Significance of Clay Houses of West Bengal
Bengal is not rich in good stone for building, so the traditional form of Bengali architecture included mostly the use of brick and wood. Now keeping at par with this similar kind of architecture, the rural population of the state modified the concept a little and used clay to built houses, which in turn symbolised a nucleus around which the rural population of Bengal had come to exist.
Architecture of Clay Houses of West Bengal
Architecturally simple, the first of its kind clay houses of West Bengal were built with curved straw roofs. These straw curved roofs were between 2 to 8 tiered and sometimes even 12 tiered. Designs were made, like the shape of two peacocks by folding the two ends of the top layer of the straw roofs. Other than straw, the artisans sometimes used to dabble with tin as a roofing component but maintained their traditional decor by bending the tin sheets.

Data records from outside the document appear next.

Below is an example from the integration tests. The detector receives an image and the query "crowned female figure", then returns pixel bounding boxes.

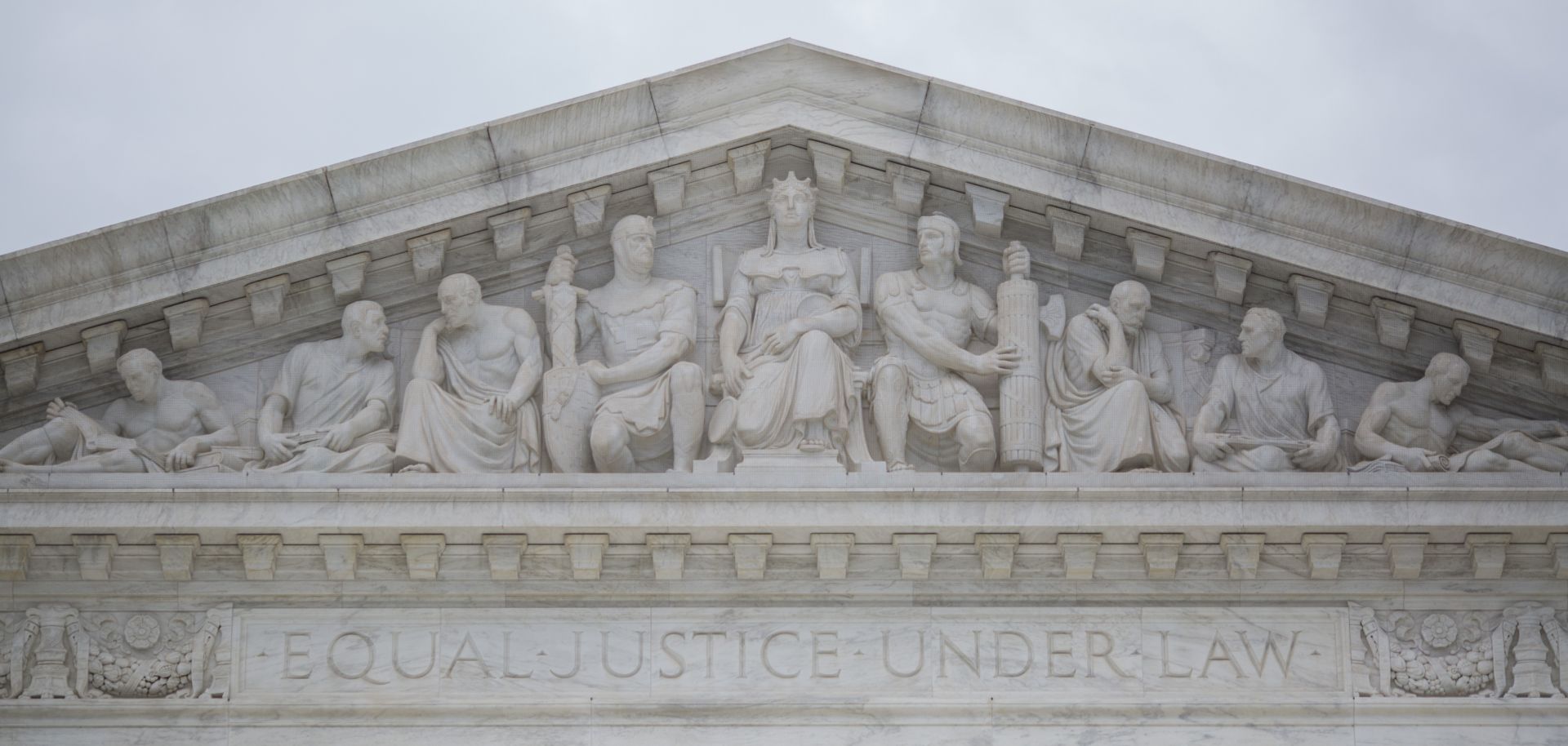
[709,172,861,453]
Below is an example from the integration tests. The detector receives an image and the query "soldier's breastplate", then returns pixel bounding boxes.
[604,317,658,365]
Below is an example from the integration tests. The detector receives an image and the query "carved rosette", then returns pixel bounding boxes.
[0,605,230,699]
[1350,603,1565,697]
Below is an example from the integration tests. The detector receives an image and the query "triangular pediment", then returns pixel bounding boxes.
[0,41,1568,433]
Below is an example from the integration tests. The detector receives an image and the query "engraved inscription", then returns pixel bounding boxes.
[238,608,1348,697]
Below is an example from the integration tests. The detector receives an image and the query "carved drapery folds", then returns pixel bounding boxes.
[0,603,232,699]
[1350,602,1568,699]
[0,167,1568,473]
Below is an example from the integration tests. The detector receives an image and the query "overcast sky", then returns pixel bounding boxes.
[0,0,1568,252]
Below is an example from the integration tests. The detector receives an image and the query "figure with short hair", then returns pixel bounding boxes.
[246,301,397,473]
[1045,281,1192,472]
[397,274,544,473]
[1356,353,1568,472]
[871,215,1029,472]
[1192,309,1345,472]
[547,215,706,473]
[0,348,240,473]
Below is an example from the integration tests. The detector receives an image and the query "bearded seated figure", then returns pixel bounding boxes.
[1045,281,1192,472]
[0,349,240,473]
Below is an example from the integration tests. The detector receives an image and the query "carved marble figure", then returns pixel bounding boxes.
[546,215,706,473]
[246,301,397,473]
[1356,353,1568,472]
[871,215,1029,472]
[0,349,240,473]
[709,172,861,453]
[1045,281,1192,472]
[1192,309,1345,472]
[397,274,544,473]
[10,603,89,699]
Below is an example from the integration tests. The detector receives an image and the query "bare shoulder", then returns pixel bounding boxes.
[1367,381,1406,406]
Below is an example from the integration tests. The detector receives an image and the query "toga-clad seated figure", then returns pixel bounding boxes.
[1045,281,1192,472]
[550,215,706,473]
[709,172,861,453]
[1356,353,1568,472]
[246,301,397,473]
[397,274,544,473]
[871,215,1029,472]
[1192,309,1345,472]
[0,348,240,473]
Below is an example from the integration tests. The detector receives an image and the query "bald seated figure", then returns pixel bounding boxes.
[1045,281,1192,472]
[546,215,704,473]
[1192,309,1345,472]
[246,301,397,473]
[0,348,240,473]
[1356,353,1568,472]
[397,274,544,473]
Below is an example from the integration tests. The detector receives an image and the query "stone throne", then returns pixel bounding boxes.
[693,238,888,473]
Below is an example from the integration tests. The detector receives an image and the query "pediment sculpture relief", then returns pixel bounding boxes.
[0,200,1568,473]
[0,349,238,473]
[246,301,397,473]
[1356,353,1568,472]
[871,215,1029,472]
[1192,309,1345,472]
[397,274,544,473]
[539,215,704,473]
[709,172,864,470]
[1045,281,1192,472]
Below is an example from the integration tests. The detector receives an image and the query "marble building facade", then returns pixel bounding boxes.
[0,41,1568,744]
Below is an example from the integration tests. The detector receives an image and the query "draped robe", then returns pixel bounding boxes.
[246,342,397,473]
[1193,349,1345,472]
[1045,313,1190,472]
[397,335,541,473]
[721,247,861,450]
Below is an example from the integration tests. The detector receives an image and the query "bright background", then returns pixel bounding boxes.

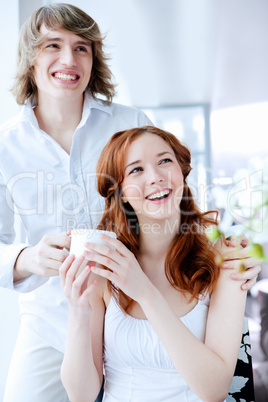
[0,0,268,400]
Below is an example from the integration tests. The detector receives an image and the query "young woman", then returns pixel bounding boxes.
[60,126,251,402]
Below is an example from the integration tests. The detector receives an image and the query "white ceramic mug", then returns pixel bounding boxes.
[70,229,116,257]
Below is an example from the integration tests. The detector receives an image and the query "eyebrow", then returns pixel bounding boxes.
[44,37,91,47]
[125,151,174,170]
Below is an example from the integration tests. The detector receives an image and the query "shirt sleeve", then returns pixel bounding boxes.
[0,170,48,293]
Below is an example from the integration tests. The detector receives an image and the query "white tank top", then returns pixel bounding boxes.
[103,297,209,402]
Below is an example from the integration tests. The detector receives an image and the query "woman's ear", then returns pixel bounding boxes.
[121,193,128,204]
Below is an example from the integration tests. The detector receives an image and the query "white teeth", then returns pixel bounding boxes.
[54,73,77,81]
[147,190,170,200]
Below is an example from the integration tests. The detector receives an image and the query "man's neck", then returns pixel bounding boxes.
[34,97,83,153]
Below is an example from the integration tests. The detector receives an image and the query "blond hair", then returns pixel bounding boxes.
[12,3,115,105]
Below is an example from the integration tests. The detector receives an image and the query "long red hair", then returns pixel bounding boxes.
[96,126,219,311]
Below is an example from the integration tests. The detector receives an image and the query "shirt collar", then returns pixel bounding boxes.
[83,91,112,115]
[22,91,113,129]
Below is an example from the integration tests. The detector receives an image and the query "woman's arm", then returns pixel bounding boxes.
[60,256,105,402]
[87,236,246,402]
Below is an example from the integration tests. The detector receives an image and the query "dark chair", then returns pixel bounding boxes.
[226,318,255,402]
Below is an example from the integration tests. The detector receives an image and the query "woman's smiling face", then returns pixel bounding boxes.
[121,133,183,223]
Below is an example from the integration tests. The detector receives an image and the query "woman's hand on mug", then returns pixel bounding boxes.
[84,235,152,301]
[59,255,97,316]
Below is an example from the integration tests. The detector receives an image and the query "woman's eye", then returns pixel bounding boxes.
[160,158,172,165]
[76,46,87,52]
[48,43,59,49]
[129,167,142,174]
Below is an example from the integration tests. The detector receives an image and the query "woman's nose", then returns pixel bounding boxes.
[147,168,165,185]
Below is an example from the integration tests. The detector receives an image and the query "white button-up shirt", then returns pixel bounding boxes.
[0,93,152,351]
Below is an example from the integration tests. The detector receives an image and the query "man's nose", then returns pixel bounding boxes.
[60,47,76,67]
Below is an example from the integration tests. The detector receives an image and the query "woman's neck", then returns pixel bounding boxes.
[137,219,179,266]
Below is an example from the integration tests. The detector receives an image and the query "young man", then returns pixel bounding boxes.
[0,4,151,402]
[0,3,258,402]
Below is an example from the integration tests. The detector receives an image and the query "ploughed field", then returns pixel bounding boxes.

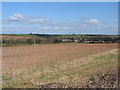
[2,43,118,88]
[2,44,117,69]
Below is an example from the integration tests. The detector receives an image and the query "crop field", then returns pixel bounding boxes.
[2,43,118,88]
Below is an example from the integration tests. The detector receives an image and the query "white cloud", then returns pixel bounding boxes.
[9,14,24,20]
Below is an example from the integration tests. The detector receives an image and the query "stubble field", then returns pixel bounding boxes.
[2,43,118,88]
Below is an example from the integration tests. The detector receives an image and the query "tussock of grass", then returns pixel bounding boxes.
[3,50,118,88]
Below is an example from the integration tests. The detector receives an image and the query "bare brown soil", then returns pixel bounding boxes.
[2,43,118,70]
[0,35,30,39]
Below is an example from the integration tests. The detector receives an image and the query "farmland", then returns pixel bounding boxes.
[2,43,118,88]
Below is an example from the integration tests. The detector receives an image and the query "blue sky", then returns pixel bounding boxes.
[2,2,118,34]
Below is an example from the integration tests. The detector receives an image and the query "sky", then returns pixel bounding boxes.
[2,2,118,35]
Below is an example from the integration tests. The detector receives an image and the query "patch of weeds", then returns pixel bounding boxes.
[2,76,10,80]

The clay houses of West Bengal with straw roofs were popular even among the independent sultans of Gaur Bengal, who were so impressed by the sheer simplistic beauty of it that they started to construct their very own straw roofed buildings for holding religious ceremonies. There were temples constructed similar to the design of these prayer buildings and it attracted the British rulers who used this similar style of architecture while building their bungalows or dak bungalows. The walls of these houses were covered with plaster known as uluti, tushuti, patuti, etc and then the smooth surface was decorated with bas- relief designs of clay. These decorations usually had motifs of flowers, creepers, animals and birds.
Apart from building houses out of clay, the artisans had showed their skill by constructing 2 or 4 tiered pavilions for worshipping the Hindu Gods and Goddesses predominantly Goddess Chandi. They also built pavilions of 4 to 8 tiered for hosting public performances.
The clay houses of West Bengal exhibit the rich cultural diversity and heritage of the state.